Forecasting is highly valued in contemporary culture. Climate change scenarios affect government and corporate policy [5]. Employment and investment are impacted by economic predictions [6]. The COVID-19 virus was stopped from spreading in 2020 by national lockdowns and border restrictions as a result of predictions regarding its spread [7]. According to [8], accurate machine learning (ML) models capable of predicting outcomes across various domains should promote better decision-making at scale and enhance the overall quality of ML.
In order to forecast future events or trends, news items and content on social media are used as a source of data. This method analyses the emotion and substance of news items using natural language processing (NLP) and machine learning techniques to forecast upcoming events or trends [9]. Online news data may be used to forecast a variety of events, including stock market movements, political outcomes, and natural disasters, and has the benefit of offering real-time information [10]. Yet, it's crucial to remember that the credibility and objectivity of the news sources used might have an impact on the accuracy of forecasts produced using internet news data [11].
According to [12] and [13], there are two fundamental approaches to prediction in the forecasting field: statistical forecasting and judgmental forecasting. Traditional statistical time-series prediction models like autoregression or ML time-series models are used to make predictions in statistical forecasting [14] [15]. The models are built and fine-tuned by humans, but individual projections are not changed. This approach effective when the variable being anticipated has a large number of prior observations and a small distribution shift. In contrast, human forecasters employ their own judgement while making projections in judgmental forecasting. To enhance their predictions, forecasters often utilize statistical models along with various sources of information, such as news dataset, past experience and priori reasoning. When historical data is scarce or susceptible to distribution shift, this makes forecasting possible for problems [16]. ML models may be able to provide certain advantages over human forecasts. Models can understand language or data far more quickly than humans can, and they can recognize trends in complex, high-dimensional stuff that individuals cannot. Because they already know the results, people cannot be trained on historical data in a way that simulates true forecasting when it comes to learning, but historical data may be utilized for ML models.
We provide a new dataset for evaluating the propensity of deep hybrid learning models to forecast events, since our research goal is to work with Pakistan news dataset. The dataset includes news text next to each question and questions regarding Pakistani politics, economy, etc. The questions we gathered are those that Pakistan's average man is most likely to have [17]. Selection of the Questions is based on public interest. A dataset's data is set up to date so that deep learning and machine learning models may learn to remember prior events. This dataset is the only one of its type for anticipating Pakistani news.
We use a deep hybrid learning model on our dataset to demonstrate how language systems can be trained using data from our news dataset on historical forecasting issues.

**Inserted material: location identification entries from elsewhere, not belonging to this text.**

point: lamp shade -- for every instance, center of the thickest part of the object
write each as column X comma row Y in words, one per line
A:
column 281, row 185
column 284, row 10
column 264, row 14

Performance benefits from information retrieval increase with system size. Our forecasting model has a 97% accuracy rate. Our forecasting model demonstrating that our dataset is a difficult challenge for ML and Dl.
Fig.I. Dataset example that contain questions and news text collected against a question. To get results for forecasting, we train a deep hybrid learning model.
1.1. Contributions
The following are the research's key contributions.
1) Created the first comprehensive forecasting news dataset that includes only Pakistan-related news.
2) Focus on news analytics, a subfield of news analysis, for news forecasting.
3) Extensive examination and analysis of the developed dataset's performance utilizing the deep hybrid learning model (a combination of machine and deep learning algorithms).
The present research study is structured into distinct sections. Section II presents the literature review, whereas section III delves into the methodology, covering aspects such as the creation and evaluation of the generated dataset, feature extraction, and the experimental setup of the employed models. Section IV analyzes the results and discusses them, while section V presents the conclusion and proposes future research directions.